Au travers de ces concepts, l'idée est de mettre à l'honneur savoir-faire traditionnel, éditions limitées et proximité avec des producteurs locaux. De plus en plus de griffes utilisent l'argument éthique, des labels apparaissent, des salons s'organisent mais ce nouveau marché réussit-il à s'imposer alors que près de 80% des vêtements sont confectionnés en Asie ? Le point sur la mode éthique.

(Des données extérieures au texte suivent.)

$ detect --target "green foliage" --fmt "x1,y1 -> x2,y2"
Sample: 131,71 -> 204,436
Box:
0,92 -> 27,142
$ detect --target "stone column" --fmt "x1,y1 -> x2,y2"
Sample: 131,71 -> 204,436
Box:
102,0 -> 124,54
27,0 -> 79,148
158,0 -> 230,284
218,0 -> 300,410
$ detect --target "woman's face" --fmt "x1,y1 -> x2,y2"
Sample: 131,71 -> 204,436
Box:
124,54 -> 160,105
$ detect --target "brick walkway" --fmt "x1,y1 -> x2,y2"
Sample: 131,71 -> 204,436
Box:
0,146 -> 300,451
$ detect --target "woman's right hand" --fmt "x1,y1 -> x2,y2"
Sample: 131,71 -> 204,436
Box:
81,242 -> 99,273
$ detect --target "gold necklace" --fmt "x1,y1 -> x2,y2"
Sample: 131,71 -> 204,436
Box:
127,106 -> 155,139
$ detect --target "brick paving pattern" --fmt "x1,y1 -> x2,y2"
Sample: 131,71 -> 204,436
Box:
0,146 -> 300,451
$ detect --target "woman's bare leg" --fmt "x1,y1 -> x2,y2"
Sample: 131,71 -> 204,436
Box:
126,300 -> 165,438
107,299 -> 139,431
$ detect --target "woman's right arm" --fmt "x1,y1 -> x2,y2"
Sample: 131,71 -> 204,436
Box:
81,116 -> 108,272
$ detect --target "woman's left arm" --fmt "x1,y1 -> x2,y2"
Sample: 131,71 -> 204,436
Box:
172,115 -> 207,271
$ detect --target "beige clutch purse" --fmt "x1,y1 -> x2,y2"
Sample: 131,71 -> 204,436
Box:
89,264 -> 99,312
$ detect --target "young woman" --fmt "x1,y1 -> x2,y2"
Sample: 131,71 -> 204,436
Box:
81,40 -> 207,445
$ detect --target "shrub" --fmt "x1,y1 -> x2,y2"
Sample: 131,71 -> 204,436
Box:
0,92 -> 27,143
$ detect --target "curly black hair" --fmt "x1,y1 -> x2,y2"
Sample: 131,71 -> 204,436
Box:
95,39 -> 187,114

Qu'est ce que la mode éthique ?

Dans sa boutique parisienne, Tamara Tung, créatrice de By Mutation réalise des collections de mode féminine en série limitée à partir des surplus de productions des griffes de luxe comme Agnès B ou Vuitton qu'elle récupère, dans un esprit très « Upcycling ». Aussi, elle fait confectionner ses vêtements à Paris, l'atelier de fabrication étant à quelques minutes de sa boutique. Du recyclage, une empreinte carbone quasi nulle... Sa démarche s'affiche résolument « écologique »: « Je ne voulais pas fabriquer plus en sachant qu'on peut valoriser des tissus de grande qualité destinés à être perdus. Personnellement, je n'aime pas le terme de mode éthique qui regroupe des notions assez différentes, entre l'utilisation de coton bio ou le fait de respecter les règles du commerce équitable. On s'y perd. Ma marque se positionne comme une griffe engagée, qui défend le Made in France», explique Tamara.

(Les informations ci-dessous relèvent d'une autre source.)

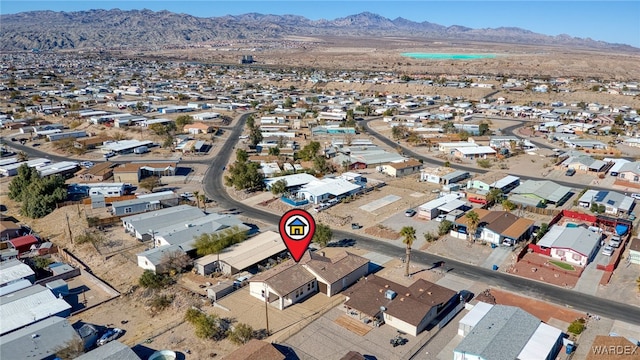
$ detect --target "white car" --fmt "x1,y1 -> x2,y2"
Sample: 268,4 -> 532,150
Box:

Alors, existe-il une définition claire de la mode éthique ? Si l'on en croit les critères mis en place pour sélectionner les créateurs lors de l'Ethical Fashion Show, premier salon international de la mode éthique, les pièces se doivent d'être produites dans des conditions respectueuses de l'homme (Respect des conditions des travailleurs conformément aux conventions de l'Organisation Internationale du Travail, ect), de minimiser l'impact environnemental des filières de fabrication et enfin de pérenniser les savoir-faire locaux. Depuis quelques années, les marques de mode éthique se multiplient : Baskets Veja, robes Les fées du Bengale ou Ekyog. Et le phénomène semble prendre de l'ampleur : l'Ehical Fashion show rassemblait 20 marques à ses débuts en 2004 pour arriver à près de 90 en 2010.  

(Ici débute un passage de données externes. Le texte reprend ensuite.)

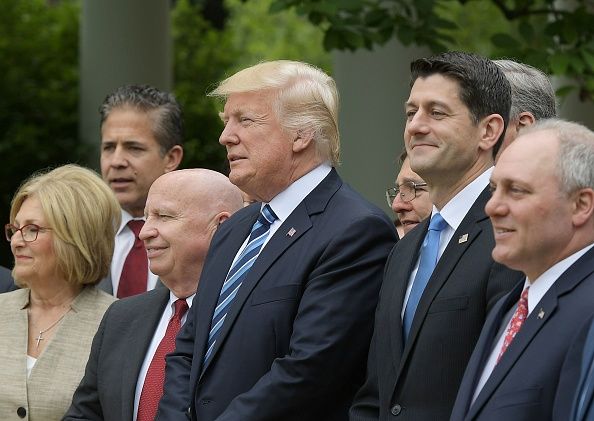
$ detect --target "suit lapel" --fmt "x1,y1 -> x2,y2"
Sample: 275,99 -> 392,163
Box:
400,189 -> 490,369
200,170 -> 342,378
121,281 -> 169,420
470,249 -> 594,416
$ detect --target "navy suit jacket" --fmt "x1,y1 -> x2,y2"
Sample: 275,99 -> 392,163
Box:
63,288 -> 169,421
350,189 -> 521,421
0,266 -> 17,293
157,170 -> 397,421
553,296 -> 594,421
451,244 -> 594,421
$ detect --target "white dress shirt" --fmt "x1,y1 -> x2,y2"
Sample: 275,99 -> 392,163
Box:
133,291 -> 196,421
472,244 -> 594,403
229,164 -> 332,270
111,209 -> 159,296
400,167 -> 493,319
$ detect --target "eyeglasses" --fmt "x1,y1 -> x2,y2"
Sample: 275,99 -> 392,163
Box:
386,181 -> 427,207
4,224 -> 51,243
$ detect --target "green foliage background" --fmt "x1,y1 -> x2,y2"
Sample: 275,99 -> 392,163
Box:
0,0 -> 331,267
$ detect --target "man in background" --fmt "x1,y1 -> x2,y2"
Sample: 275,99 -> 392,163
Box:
99,85 -> 183,298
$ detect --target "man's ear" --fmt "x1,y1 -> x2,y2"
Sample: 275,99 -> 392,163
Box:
517,111 -> 536,131
572,188 -> 594,227
479,114 -> 504,150
293,130 -> 314,152
164,145 -> 184,173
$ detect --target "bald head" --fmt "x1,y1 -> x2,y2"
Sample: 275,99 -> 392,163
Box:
140,169 -> 243,298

Un secteur qui pâtit de plusieurs préjugés

Cependant, même si le nombre de créateurs mettant en place des critères sociaux et environnementaux augmente, les habitudes de consommation semblent avoir la dent dure en matière de mode. En effet, selon une étude de l'Institut Français de la Mode, seuls 28% des français déclarent avoir déjà acheté un vêtement bio ou équitable (soit 7% de plus qu'en 2007) et 37% la connaissant mais ne l'achètent pas (Source étude IFM 2009 « Mode et consommation responsable, regards des consommateurs»).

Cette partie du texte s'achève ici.